Aether remakes itself, again

As NexCen Brands, it's a sneakers firm


It started as wireless technology company, wowing investors during the dot-com heyday. Then it became a mortgage-backed securities business. And then, a boutique investment banking firm.

Yesterday, the company reinvented itself again - this time as a sneaker company.

The company formerly known as Aether Systems Inc., and now dubbed NexCen Brands Inc., announced yesterday that it has agreed to buy the Athlete's Foot for $51.5 million in cash and stock. The company plans to buy, manage and license the brands of the Athlete's Foot, according to a news release. The Athlete's Foot has more than 575 stores in 40 countries, according to the release.

The Athlete's Foot will also receive another $8.5 million next year as part of the deal if it meets certain financial goals for this year, the company said in a filing with the Securities and Exchange Commission.

"The acquisition provides NexCen with flexible proprietary distribution channels through which we can drive sales of additional consumer brands that we intend to acquire in the future," Robert W. D'Loren, Aether's president and chief executive officer, told analysts during a conference call yesterday. "Also it provides NexCen with an extensive global franchising sales network and operational infrastructure which can be leveraged with respect to additional franchise brands we may acquire."
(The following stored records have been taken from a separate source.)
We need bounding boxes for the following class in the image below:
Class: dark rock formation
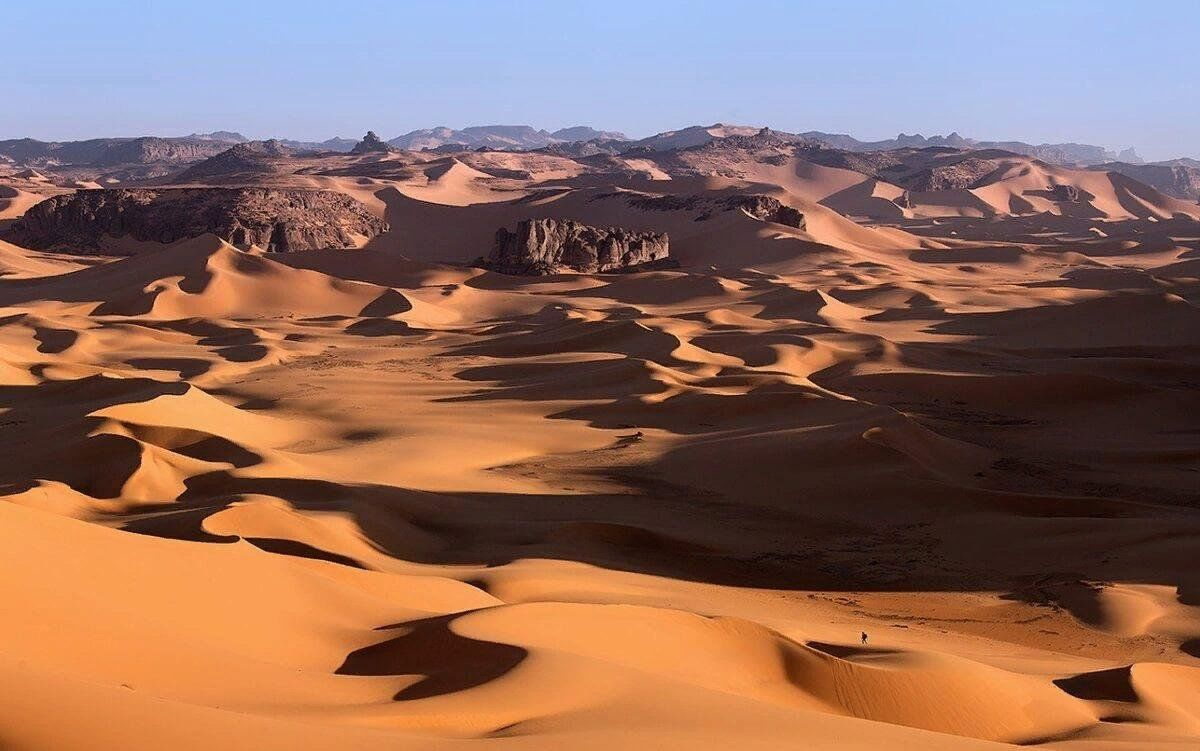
[173,138,292,184]
[479,220,670,276]
[619,193,804,229]
[350,131,397,154]
[6,188,388,252]
[1046,185,1080,204]
[725,196,804,229]
[896,157,1000,192]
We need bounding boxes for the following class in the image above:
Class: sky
[0,0,1200,160]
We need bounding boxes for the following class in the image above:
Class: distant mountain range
[0,124,1200,200]
[388,125,629,151]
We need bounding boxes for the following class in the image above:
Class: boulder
[480,220,671,276]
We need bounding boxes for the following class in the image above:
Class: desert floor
[0,149,1200,751]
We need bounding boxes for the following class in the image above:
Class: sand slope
[0,143,1200,751]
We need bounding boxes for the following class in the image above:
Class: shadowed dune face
[0,140,1200,751]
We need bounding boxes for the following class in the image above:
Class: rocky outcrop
[479,220,671,276]
[6,187,388,252]
[893,157,1000,192]
[173,138,292,184]
[350,131,398,154]
[1046,184,1080,204]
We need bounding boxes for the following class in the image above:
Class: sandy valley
[0,126,1200,751]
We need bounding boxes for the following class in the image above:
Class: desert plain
[0,126,1200,751]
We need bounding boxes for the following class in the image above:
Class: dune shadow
[335,614,529,702]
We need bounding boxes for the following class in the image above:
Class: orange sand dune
[0,141,1200,751]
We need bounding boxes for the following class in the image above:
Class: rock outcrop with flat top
[6,187,388,252]
[480,220,671,276]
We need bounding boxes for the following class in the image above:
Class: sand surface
[0,143,1200,751]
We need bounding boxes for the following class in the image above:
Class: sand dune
[0,136,1200,751]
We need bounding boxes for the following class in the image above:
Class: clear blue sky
[0,0,1200,158]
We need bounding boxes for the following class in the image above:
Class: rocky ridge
[478,220,671,276]
[6,187,388,252]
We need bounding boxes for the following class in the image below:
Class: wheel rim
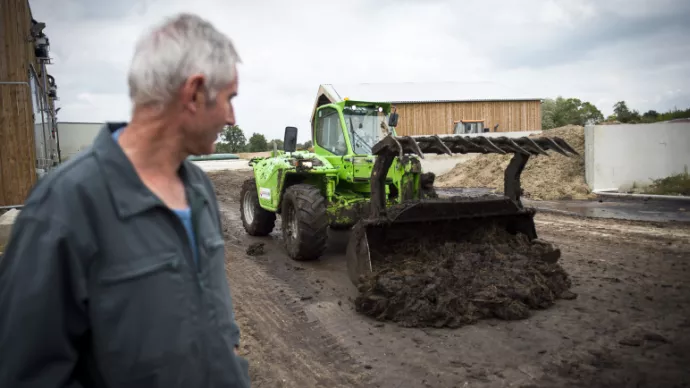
[242,191,254,224]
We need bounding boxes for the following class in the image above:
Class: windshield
[343,105,386,155]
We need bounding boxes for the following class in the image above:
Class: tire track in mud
[223,211,368,387]
[212,171,690,387]
[223,204,529,387]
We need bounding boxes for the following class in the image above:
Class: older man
[0,14,249,388]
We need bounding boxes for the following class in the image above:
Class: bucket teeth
[372,135,580,158]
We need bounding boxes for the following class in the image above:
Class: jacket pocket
[91,252,195,381]
[101,252,180,285]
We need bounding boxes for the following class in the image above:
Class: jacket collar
[93,122,208,218]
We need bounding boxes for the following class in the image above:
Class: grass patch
[647,167,690,196]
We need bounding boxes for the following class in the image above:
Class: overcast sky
[30,0,690,141]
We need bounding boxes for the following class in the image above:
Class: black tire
[280,184,328,261]
[240,178,276,236]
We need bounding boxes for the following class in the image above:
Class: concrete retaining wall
[585,122,690,191]
[58,122,104,162]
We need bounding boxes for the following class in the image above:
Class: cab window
[314,108,347,156]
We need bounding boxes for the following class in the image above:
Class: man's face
[176,68,238,155]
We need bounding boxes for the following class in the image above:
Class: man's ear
[180,74,206,112]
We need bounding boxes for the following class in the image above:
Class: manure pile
[355,228,575,328]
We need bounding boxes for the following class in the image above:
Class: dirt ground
[209,171,690,387]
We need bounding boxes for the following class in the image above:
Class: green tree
[542,96,604,129]
[613,101,641,123]
[216,125,247,153]
[268,139,283,151]
[249,133,269,152]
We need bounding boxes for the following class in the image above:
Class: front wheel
[240,178,276,236]
[280,184,328,261]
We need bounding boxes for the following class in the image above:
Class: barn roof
[317,82,542,104]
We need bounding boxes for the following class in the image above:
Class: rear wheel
[420,172,438,199]
[240,178,276,236]
[280,184,328,261]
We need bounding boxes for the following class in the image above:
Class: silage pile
[355,229,575,328]
[435,125,595,200]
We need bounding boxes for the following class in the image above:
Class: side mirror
[388,113,398,127]
[283,127,297,153]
Aether's story began in 1996, when David S. Oros founded the Owings Mills company. Aether developed software that allowed many kinds of users to exchange wireless data. It was a darling of the technology boom, raising more than $2 billion in two public stock offerings in 1999 and 2000.

At one time, Oros was richer on paper than Oprah Winfrey and Martha Stewart.

But the company subsequently bought numerous wireless and related technology startups with no track record of profits. Rounds of layoffs shrank Aether to about 10 employees from a peak of 1,400 in 2001. Its stock fell from a high of $345 a share in March 2000 to a low of $2.25 a share in 2002.

Then, two years ago, as the housing market was exploding, Aether announced that it was leaving the wireless industry and investing in mortgage-backed securities. The company changed its name to Aether Holdings Inc.

More recently, Aether bought New York-based boutique investment banker UCC Capital in June for $10.3 million. The company announced that it was moving its corporate headquarters to New York, and Oros would become board chairman but would no longer run the day-to-day operations.

When Aether acquired UCC Capital, the company said it planned to keep its $95 million portfolio of mortgage-backed securities, though D'Loren acknowledged at the time that it could be tapped in the future for acquisitions. But Aether said in a SEC filing yesterday that it plans to sell off the remaining portion of that business.

UCC Capital has been a strategic adviser to the Athlete's Foot, as well as other companies such as Candie's teen apparel company and the BCBG Max Azria Group fashion house. When Aether acquired UCC Capital, D'Loren told The Sun that the new company would use Aether's capital to acquire businesses in bids to make them more profitable. D'Loren said his plan with franchise companies would be to turn any company-owned stores over to franchisees and concentrate on building the brand.

At the time of the deal, Aether had accumulated about $1.1 billion in losses that could "carry forward" as potential tax deductions. The publicly traded company also has access to the public markets as a means to raise capital. Shares of Aether closed at $6.10 yesterday, up 15 cents.